TL;DR
This paper introduces Partially Relevant Video Retrieval (PRVR), a new task addressing retrieval of videos where only parts are relevant to a query, using a multi-scale similarity learning approach.
Contribution
It formulates PRVR as a multiple instance learning problem and proposes the MS-SL++ network to jointly learn clip- and frame-scale similarities.
Findings
Effective on three diverse datasets
Outperforms existing methods in partial relevance scenarios
Demonstrates viability of multi-scale similarity learning
Abstract
In current text-to-video retrieval (T2VR), videos to be retrieved have been properly trimmed so that a correspondence between the videos and ad-hoc textual queries naturally exists.
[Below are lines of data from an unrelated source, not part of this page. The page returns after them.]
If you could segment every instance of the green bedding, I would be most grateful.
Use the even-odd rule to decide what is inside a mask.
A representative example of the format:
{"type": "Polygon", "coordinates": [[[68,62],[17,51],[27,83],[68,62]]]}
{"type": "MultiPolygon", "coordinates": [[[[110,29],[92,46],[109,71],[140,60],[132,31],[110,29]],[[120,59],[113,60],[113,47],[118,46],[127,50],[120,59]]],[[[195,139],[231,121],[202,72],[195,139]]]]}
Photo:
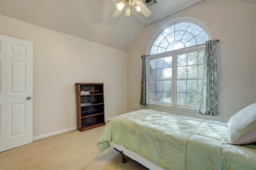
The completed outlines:
{"type": "Polygon", "coordinates": [[[220,122],[140,110],[110,121],[97,145],[100,153],[113,141],[168,170],[256,170],[256,149],[221,144],[227,129],[220,122]]]}

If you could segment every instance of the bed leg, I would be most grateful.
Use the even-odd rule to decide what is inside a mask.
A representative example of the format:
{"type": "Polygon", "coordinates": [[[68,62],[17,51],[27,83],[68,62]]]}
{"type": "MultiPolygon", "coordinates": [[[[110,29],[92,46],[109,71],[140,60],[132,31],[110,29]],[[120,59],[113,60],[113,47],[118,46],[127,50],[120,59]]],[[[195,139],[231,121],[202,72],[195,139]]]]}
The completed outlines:
{"type": "Polygon", "coordinates": [[[125,158],[124,158],[124,155],[122,155],[122,156],[123,156],[123,158],[122,160],[122,162],[123,162],[123,164],[125,164],[126,163],[126,161],[127,161],[127,160],[126,160],[125,158]]]}

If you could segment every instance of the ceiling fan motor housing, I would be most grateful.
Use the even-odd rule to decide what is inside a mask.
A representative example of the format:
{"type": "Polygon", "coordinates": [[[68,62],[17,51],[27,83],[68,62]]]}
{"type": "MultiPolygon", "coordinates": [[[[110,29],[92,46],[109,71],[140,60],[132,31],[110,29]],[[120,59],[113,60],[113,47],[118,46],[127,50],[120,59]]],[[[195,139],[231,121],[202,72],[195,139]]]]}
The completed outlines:
{"type": "Polygon", "coordinates": [[[131,6],[133,6],[136,3],[136,0],[129,0],[129,4],[131,6]]]}

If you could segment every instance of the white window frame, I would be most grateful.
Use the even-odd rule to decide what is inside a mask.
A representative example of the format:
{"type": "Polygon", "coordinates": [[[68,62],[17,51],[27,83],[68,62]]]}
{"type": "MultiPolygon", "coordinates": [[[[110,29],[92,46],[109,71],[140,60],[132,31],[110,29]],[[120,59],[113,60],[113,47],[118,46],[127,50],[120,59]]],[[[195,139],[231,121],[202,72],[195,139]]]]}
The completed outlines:
{"type": "MultiPolygon", "coordinates": [[[[168,28],[170,26],[177,23],[183,22],[190,22],[198,25],[205,30],[208,35],[209,39],[211,39],[211,36],[208,28],[204,23],[203,23],[200,21],[194,18],[178,18],[171,21],[171,22],[168,23],[166,23],[164,26],[163,26],[162,27],[161,27],[158,30],[158,31],[156,32],[154,36],[152,38],[150,42],[150,43],[148,47],[147,53],[149,54],[150,53],[151,48],[152,47],[153,44],[155,40],[156,40],[156,38],[157,38],[160,34],[161,34],[163,31],[165,30],[166,28],[168,28]]],[[[170,109],[178,111],[186,111],[189,112],[190,113],[198,113],[198,109],[199,108],[199,107],[187,105],[181,105],[180,104],[177,104],[176,103],[173,104],[173,101],[175,101],[175,103],[176,103],[176,77],[177,74],[177,56],[179,54],[182,54],[186,53],[189,53],[193,52],[203,51],[204,50],[204,44],[202,44],[187,48],[178,49],[166,52],[164,53],[154,54],[148,56],[147,57],[146,64],[148,66],[149,65],[149,62],[150,59],[169,57],[170,56],[172,56],[172,67],[173,71],[172,81],[172,103],[168,104],[167,103],[164,103],[162,102],[154,102],[152,101],[150,101],[149,99],[149,94],[148,93],[147,93],[147,98],[148,100],[148,106],[155,107],[159,107],[160,108],[170,109]]],[[[149,80],[148,79],[150,77],[149,67],[147,67],[147,75],[146,77],[146,81],[147,82],[149,82],[149,80]]],[[[149,83],[147,83],[147,91],[148,92],[149,91],[149,83]]]]}

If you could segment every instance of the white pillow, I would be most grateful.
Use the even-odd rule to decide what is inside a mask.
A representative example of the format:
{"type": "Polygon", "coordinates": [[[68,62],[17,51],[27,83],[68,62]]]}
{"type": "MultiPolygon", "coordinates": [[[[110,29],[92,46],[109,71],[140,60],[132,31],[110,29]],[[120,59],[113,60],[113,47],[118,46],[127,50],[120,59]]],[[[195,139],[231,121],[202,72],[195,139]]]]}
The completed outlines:
{"type": "Polygon", "coordinates": [[[256,103],[238,112],[227,125],[228,128],[222,144],[245,144],[256,142],[256,103]]]}

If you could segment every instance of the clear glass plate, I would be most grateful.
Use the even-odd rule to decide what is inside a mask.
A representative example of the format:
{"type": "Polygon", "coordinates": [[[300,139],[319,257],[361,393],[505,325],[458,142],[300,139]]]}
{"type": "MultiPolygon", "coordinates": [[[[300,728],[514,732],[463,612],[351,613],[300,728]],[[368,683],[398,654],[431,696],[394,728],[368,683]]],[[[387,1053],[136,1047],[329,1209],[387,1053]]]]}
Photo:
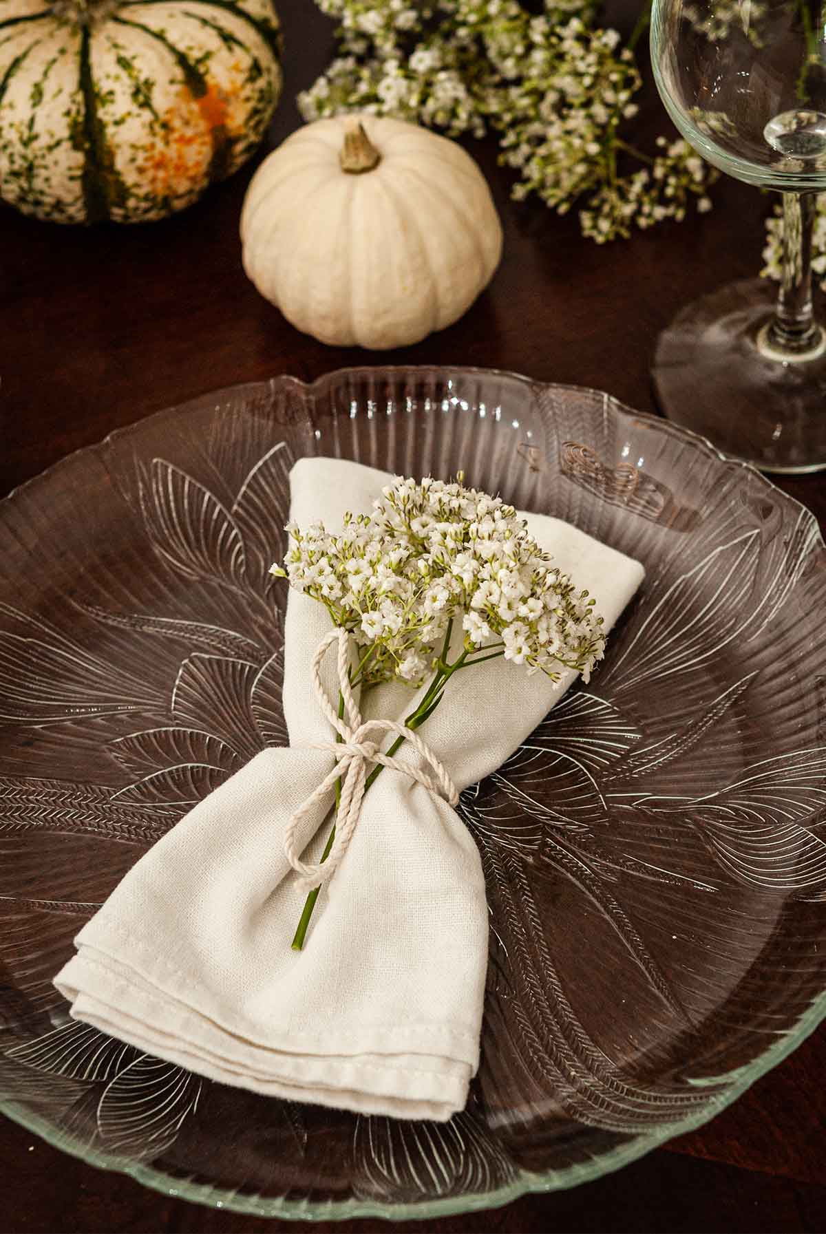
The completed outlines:
{"type": "Polygon", "coordinates": [[[825,615],[810,513],[591,390],[279,378],[63,460],[0,506],[0,1108],[164,1192],[304,1218],[501,1204],[699,1125],[826,1013],[825,615]],[[51,983],[125,870],[283,740],[267,566],[305,454],[462,468],[647,570],[591,685],[463,795],[491,950],[442,1125],[201,1081],[51,983]]]}

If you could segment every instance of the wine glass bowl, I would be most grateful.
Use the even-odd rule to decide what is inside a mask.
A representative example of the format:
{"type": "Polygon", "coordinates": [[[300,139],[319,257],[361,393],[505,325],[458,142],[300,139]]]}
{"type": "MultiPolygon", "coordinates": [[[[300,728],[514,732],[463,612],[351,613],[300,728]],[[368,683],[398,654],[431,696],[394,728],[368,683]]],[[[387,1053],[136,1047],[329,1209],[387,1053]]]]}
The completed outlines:
{"type": "Polygon", "coordinates": [[[672,120],[709,163],[763,189],[826,189],[826,65],[807,14],[807,0],[665,0],[652,12],[672,120]]]}
{"type": "Polygon", "coordinates": [[[812,0],[654,0],[652,63],[688,142],[784,195],[778,302],[730,285],[661,334],[663,411],[767,471],[826,468],[826,333],[811,305],[815,194],[826,191],[826,10],[812,0]]]}

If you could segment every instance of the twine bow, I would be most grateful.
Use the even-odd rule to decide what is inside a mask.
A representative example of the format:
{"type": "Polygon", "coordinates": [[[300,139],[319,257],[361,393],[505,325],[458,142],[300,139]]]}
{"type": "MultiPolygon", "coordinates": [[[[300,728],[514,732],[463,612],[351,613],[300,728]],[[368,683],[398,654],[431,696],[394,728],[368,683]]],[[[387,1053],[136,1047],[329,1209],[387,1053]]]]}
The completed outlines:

Note in practice that videos circulated on the Internet and social media platforms, while being relatively short, are typically rich in their content. Often, multiple scenes / actions / events are shown in a single video, leading to a more challenging T2VR setting wherein only part of the video content is relevant w.r.t. a given query. This paper presents a first study on this setting which we term Partially Relevant Video Retrieval (PRVR). Considering that a video typically consists of multiple moments, a video is regarded as partially relevant w.r.t. to a given query if it contains a query-related moment. We formulate the PRVR task as a multiple instance learning problem, and propose a Multi-Scale…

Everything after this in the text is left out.